We’ve previously talked about containers and how to use them to scale your application. But while you’re building a highly-distributed, scalable system, you need some way to make sure you’re maintaining a consistent database.
Today, mission-critical parts of your system most likely exist on multiple servers across Azure. You’ve taken a monolith application – one that ran as a single instance with a single thread – and scaled it out across Azure in multiple directions, including VMs, a multi-instance App Service, and/or a swarm of containers. Instead of just one program, you now have multiple instances trying to work on the same row of your database.
This is why locking for the correctness of execution is important. If the lock fails and two nodes concurrently work on the same piece of data, the result is a corrupted file, data loss, permanent inconsistency, or some other serious problem.
How can you prevent this? And how can you maintain control in a world where single-threaded is a thing of the past?
Using distributed locking scheme
To combat these issues, we use distributed locking scheme – a part of the container high-performance world. To help you get started, follow these five steps:
Step 1: Set up a Redis cache instance on Azure
Azure offers Redis caches as a Platform as a Service (PaaS) offering. The will manage the instance and the underlying hardware. Simply configure the appropriate pricing, generate your connection information, and go back to coding.
Info for connecting to the cache – think of this like a database connection string
Step 2: Add the Redisson library to your java project set
We’ll be using Java as the language here, but steps are similar for .Net.
Add the Redisson dependency to your project. Redisson is a powerful library that abstracts all Redis management. It lets you write code like you’re talking to just another database. In this example, we only care about the distributed locks offering from this library, but Redisson is a full-featured library offering multiple ways to leverage Redis caching.
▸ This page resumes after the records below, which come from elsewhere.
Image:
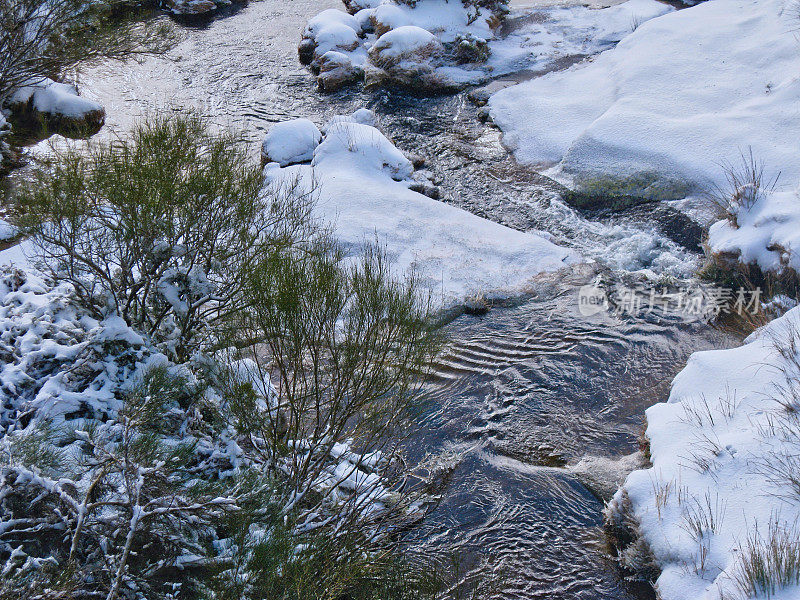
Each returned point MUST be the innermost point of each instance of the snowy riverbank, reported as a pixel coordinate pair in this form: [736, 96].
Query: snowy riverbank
[439, 46]
[638, 120]
[721, 493]
[362, 185]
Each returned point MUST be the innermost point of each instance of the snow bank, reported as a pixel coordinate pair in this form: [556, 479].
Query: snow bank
[290, 142]
[681, 94]
[363, 190]
[718, 447]
[766, 234]
[57, 105]
[55, 99]
[473, 49]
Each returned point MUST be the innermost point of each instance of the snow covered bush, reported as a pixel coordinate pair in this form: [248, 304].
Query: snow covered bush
[43, 38]
[112, 504]
[344, 342]
[417, 44]
[717, 512]
[156, 230]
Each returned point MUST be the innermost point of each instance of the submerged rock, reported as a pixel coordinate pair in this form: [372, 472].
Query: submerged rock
[407, 57]
[290, 142]
[192, 8]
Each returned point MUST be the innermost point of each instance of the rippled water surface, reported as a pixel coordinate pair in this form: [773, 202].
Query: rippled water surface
[520, 392]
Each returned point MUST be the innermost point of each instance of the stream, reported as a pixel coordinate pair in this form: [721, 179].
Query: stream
[519, 392]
Step 3: Create a Redisson client connection to your Redis cache
Creating a client takes only a few lines of code. A few important settings are:
- Connection Pool Size: This is the number of connections that the client can open to their cache. This number is especially important in lower pricing tiers, which support limited concurrent connections.
- Idle Pool Size: The minimum number of connections that the client keeps around if new work arrives. Make this number smaller than the Pool Size to save on memory and some JVM overhead.
Step 4: Create a Fair Lock
A Fair Lock ensures resources that request a lock receive it in the respective order. This is important to ensure your threads aren’t starved (kept waiting for a lock forever).
Use a single line of code to create your lock. You’ll want to ensure that the name of the lock will be the same across all instances of your code. Any typos here will mean you’re not waiting for the same lock.
Step 5: Wait for the lock
Try to obtain the lock. You can specify important times at this stage. For example:
- Max Wait Time: How long to wait for the lock before giving up and not running the logic that requires a lock
- Max Lease Time: How long the code can hold the lock before Redisson forces the lock to be released
After following these steps, you can return mission critical parts of the system to a safe mode, where only a single instance can run the process at a time. This will prevent data duplication and wasted processing time.